Pregnancy; Scope of protection
; Redundancy;
Compensation arrangements
; COLLECTIVE RELATIONS;
Collective agreements;
Invalidity of fixed-day
; Remuneration for break time
; Right to strike;
Exercise of the right to strike
; Employee representation;
Appointment procedures
; Challenging appointment

Collective agreements

Order of 2 July 2015 extending an amendment to the national collective agreement for architecture, urban planning and environmental councils (no. 2666)

The provisions of Amendment No. 20 of 21 January 2015 relating to the value of the point, to the aforementioned national collective agreement, subject to the application of the provisions of Article L. 2241-9 of the Labour Code which provides that the annual negotiation on wages also aims to define and program the measures to eliminate pay gaps between women and men, are made mandatory for all employers and all employees within the scope of the national collective agreement for architectural, urban planning and environmental councils of 24 May 2007.

Case law

Fixed-term contract: no end date

Soc.
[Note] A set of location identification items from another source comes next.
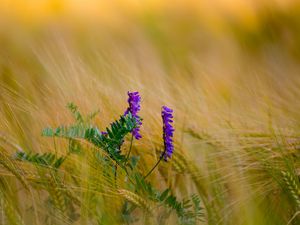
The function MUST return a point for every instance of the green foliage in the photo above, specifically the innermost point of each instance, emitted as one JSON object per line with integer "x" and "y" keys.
{"x": 45, "y": 159}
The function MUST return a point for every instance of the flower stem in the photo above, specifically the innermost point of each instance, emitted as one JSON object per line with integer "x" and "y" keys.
{"x": 160, "y": 158}
{"x": 128, "y": 154}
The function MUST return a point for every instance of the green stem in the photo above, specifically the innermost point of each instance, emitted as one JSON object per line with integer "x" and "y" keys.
{"x": 160, "y": 158}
June 24, 2015 (No. 14-12.610) FS-PB:

To dismiss the claim for compensation for wrongful termination of the fixed-term contract, the Court of Appeal held that the contract specified that it had been established for the partial and temporary replacement of an absent employee, by transferring the first employee to the position of the second, who was absent due to illness. According to the Court of Appeal, the event that triggered the termination of the fixed-term contract without a specific end date was the return of the transferred employee to their original position, and not the return of the sick employee to theirs.
Citing Article L.1242-7 of the French Labor Code, the Court of Cassation overturned the Court of Appeal's decision and reiterated that a fixed-term employment contract concluded to replace an absent employee, without a specific end date, terminates upon the return of the replaced employee. Consequently, the contract could only end upon the return of the employee whose absence had been the reason for using such a contract, regardless of the transfer of duties by the employer.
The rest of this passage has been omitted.